6. The nanofilm virus removal pilot device as described in claim 1, characterized in that: An exhaust pipe (12) is connected to the pipe (8) near the nanofilm (13), and a check valve (11) is installed on the exhaust pipe (12).
7. The nanofilm virus removal pilot device as described in claim 1, characterized in that: Both the hydraulic detection component A (10) and the hydraulic detection component B (14) are digital pressure gauges.
8. The nanofilm virus removal pilot device as described in claim 1, characterized in that: The filtrate collection and weighing component includes a weighing assembly (17) and a filtrate collection container (16) placed on the weighing assembly (17).

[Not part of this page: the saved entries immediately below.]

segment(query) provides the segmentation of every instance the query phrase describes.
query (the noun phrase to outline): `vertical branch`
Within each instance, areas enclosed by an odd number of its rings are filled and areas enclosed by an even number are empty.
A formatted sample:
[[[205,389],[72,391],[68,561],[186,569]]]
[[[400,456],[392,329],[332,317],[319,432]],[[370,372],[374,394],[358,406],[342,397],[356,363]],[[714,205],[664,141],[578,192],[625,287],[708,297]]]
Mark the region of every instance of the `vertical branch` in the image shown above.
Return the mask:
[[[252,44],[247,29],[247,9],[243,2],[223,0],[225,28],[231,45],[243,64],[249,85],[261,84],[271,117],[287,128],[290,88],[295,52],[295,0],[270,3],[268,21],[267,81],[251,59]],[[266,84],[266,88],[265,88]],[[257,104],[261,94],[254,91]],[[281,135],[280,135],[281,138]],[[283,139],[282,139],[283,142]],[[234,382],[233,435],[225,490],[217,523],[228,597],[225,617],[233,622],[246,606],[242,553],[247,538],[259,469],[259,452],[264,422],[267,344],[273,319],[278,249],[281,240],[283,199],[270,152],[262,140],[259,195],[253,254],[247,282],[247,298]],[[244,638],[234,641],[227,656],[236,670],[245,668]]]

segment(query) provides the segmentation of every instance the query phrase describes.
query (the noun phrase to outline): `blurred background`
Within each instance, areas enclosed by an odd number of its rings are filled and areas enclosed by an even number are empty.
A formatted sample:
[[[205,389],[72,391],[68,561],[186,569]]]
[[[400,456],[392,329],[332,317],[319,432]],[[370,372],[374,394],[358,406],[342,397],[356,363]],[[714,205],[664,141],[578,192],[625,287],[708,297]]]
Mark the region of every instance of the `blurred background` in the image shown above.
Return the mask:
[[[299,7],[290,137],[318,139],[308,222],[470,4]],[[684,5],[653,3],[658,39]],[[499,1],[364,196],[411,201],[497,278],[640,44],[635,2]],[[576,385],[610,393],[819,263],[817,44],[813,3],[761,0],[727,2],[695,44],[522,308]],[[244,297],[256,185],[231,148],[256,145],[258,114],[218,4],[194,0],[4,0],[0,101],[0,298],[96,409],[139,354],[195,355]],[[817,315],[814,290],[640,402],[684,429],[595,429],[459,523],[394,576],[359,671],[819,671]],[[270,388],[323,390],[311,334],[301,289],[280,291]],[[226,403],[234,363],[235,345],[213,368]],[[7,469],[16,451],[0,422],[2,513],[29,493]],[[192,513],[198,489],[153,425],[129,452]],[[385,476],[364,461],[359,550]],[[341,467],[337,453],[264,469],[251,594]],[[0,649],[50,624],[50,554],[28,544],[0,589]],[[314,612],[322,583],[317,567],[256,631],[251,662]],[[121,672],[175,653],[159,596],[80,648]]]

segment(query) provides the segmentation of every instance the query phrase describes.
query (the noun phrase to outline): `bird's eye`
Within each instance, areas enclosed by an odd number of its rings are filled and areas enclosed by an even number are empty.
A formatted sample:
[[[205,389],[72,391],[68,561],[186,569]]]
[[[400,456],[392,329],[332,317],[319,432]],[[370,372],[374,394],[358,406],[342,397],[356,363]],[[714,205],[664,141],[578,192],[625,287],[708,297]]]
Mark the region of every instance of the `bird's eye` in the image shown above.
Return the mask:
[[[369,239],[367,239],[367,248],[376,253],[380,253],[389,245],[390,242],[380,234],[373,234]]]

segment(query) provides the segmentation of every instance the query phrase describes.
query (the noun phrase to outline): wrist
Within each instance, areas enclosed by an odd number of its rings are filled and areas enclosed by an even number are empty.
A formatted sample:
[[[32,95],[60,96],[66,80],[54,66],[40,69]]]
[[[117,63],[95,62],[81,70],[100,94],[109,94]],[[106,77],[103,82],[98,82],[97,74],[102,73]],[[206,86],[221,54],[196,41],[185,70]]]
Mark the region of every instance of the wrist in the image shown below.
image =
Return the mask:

9. The nanofilm virus removal pilot device as described in claim 8, characterized in that: The weighing component (17) is an electronic balance.
10. The nanofilm virus removal pilot device as described in claim 1, characterized in that: It also includes a laptop computer (18), which is connected in communication with the air pressure detection component (3), the hydraulic detection component A (10) and the hydraulic detection component B (14).